Il est crucial de se documenter sur les éléments les plus importants de son intrigue avant de commencer à la rédiger, sous peine d’avoir à beaucoup réécrire… Il est notamment obligatoire de se renseigner lorsqu’on se lance dans l’écriture d’un roman historique, de science-fiction, ou qu’on veut tout simplement avoir une approche réaliste. Il est important de noter que la recherche se fait en fonction du sujet de l’oeuvre, de son genre, de son ton et de son objectif et que, dans certains cas… elle peut prendre des années. Donc si vous compter attendre l’âge de votre retraite pour écrire, commencez à vous renseigner aujourd’hui !

Pourquoi se documenter avant d’écrire son roman ?

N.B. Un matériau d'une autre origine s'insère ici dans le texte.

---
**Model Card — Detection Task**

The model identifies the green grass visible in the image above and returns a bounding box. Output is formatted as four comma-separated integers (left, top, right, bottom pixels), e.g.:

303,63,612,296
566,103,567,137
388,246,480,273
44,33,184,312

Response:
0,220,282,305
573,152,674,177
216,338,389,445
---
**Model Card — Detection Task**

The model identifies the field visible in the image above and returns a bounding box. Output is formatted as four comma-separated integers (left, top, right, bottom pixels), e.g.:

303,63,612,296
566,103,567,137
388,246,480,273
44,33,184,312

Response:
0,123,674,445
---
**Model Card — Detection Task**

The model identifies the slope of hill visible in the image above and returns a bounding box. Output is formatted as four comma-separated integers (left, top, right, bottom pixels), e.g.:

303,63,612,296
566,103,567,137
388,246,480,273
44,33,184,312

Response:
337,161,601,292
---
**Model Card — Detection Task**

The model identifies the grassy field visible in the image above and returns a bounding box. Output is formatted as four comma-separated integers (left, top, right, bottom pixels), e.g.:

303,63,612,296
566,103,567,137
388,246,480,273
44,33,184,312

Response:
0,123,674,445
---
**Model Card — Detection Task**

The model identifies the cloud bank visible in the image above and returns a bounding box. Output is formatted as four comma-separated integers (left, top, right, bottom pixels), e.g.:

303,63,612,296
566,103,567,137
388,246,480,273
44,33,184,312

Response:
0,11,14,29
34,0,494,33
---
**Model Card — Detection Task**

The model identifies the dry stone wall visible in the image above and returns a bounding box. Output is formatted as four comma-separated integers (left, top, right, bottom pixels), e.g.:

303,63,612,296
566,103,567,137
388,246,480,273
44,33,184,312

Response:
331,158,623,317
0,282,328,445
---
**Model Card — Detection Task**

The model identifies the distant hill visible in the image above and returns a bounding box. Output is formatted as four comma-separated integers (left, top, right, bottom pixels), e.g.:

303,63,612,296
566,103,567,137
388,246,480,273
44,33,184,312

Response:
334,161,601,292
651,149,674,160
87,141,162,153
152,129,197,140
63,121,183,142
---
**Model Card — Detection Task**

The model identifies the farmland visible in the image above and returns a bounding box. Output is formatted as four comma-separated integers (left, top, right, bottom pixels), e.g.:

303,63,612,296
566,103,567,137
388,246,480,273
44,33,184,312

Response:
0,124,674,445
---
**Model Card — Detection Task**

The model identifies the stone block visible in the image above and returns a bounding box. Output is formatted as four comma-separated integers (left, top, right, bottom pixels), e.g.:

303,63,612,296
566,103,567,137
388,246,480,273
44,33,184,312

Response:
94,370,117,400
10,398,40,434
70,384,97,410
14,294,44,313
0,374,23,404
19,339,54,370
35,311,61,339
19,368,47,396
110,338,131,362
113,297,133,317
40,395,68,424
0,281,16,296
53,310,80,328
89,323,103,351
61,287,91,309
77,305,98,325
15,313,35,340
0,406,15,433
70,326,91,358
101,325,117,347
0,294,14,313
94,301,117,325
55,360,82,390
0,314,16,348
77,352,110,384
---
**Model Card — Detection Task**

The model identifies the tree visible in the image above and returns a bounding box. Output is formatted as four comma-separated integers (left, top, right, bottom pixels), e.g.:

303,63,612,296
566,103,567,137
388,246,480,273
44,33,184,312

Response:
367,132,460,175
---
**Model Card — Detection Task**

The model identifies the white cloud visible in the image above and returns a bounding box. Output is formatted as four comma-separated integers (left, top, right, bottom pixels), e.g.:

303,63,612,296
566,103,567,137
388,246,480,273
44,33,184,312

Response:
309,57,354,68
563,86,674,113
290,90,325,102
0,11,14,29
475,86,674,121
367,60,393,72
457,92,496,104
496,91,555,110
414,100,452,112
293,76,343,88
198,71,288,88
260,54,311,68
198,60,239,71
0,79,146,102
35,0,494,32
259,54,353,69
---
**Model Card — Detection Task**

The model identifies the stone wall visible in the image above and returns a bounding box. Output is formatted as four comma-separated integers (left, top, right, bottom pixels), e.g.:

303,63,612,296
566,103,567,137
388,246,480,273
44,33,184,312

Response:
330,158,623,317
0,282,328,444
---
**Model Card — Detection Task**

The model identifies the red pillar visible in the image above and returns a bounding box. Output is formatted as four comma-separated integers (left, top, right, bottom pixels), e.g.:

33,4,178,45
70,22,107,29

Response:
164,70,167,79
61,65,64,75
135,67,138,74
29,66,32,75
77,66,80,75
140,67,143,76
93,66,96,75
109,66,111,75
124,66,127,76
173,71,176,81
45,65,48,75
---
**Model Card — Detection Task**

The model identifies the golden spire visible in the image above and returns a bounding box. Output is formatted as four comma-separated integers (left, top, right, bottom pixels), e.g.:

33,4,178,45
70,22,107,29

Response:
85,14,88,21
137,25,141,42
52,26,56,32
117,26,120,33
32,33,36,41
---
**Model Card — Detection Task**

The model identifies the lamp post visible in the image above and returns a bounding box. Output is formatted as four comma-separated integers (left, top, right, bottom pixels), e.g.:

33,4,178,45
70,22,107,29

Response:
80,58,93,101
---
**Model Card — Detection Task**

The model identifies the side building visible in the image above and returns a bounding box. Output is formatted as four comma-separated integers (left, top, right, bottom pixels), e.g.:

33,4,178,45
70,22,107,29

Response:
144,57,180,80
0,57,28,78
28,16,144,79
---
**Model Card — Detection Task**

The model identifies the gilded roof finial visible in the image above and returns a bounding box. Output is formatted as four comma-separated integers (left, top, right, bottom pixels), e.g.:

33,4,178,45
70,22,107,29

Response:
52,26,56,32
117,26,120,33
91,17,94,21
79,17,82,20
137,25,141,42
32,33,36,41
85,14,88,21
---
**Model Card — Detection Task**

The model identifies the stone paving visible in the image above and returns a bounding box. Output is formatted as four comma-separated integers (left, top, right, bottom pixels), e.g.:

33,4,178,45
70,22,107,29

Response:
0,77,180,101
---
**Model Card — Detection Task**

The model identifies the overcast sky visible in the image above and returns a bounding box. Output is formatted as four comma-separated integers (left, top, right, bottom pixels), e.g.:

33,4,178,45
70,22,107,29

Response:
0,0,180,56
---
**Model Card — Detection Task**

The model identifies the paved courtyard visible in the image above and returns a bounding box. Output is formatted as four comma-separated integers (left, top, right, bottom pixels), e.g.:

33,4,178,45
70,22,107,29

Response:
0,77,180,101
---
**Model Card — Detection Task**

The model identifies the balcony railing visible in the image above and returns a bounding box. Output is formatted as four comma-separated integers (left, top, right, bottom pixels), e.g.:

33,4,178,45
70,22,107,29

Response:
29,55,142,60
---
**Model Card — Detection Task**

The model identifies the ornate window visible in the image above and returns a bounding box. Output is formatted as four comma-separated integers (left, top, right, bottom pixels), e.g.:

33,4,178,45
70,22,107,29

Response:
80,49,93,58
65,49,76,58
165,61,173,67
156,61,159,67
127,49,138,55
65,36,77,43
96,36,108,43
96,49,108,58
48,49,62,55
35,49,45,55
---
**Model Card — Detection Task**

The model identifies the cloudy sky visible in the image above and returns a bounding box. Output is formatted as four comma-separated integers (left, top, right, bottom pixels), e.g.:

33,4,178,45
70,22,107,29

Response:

« Un: s’informer. Deux: réfléchir. Trois: écrire. S’informer est indispensable. On ne parlera bien d’un lieu que si on y est allé pour faire des repérages. On ne parlera bien d’un métier que si on a discuté avec une personne qui la pratique. Évidemment on peut imaginer, mais le plus on se frottera au réel, le plus on découvrira de choses et on pourra raconter d’anecdotes vraies. Et le lecteur sent tout de suite ce qui est pur délire d’auteur et ce qui est une observation réelle. » B. Werber 

À moins d’entreprendre la rédaction d’un roman dada s’informer bénéficie à tous les genres, qu’on parle du « petit fait vrai » cher à Flaubert ou d’un évènement capital ayant changé le cours de notre Histoire. Cela permet d’enrichir son récit, de trouver des sources d’inspiration pour étoffer son intrigue, d’éviter le hors sujet, de paraître crédible et de rester cohérent. Cependant, la recherche n’a pas la même utilité en fonction du but de votre texte ni de son genre.

Créer l’illusion du réel

Pour les biographies ou les fictions historiques, il est important de savoir précisément de quoi on parle avant d’interpréter nos données de manière romanesque. Cependant il est vain de s’imaginer qu’on pourra, en une oeuvre, retranscrire fidèlement l’ensemble d’un monde, d’une époque, d’une personne ou d’une pensée. Au contraire d’un historien, dont le but est de recenser les causes ayant mené selon son opinion à telle ou telle conséquence, un auteur veut raconter une histoire à partir de faits passés. C’est pourquoi le but est d’en savoir le plus possible mais de n’utiliser qu’une partie de ces connaissances. Le film biographique Molière d’Ariane Mnouchkine est une perle du genre : il nous replonge dans une époque à force de détails sans pourtant raconter la vie du célèbre comédien de manière exhaustive. Je vous le recommande d’ailleurs si vous faites des recherches sur lui ou son époque.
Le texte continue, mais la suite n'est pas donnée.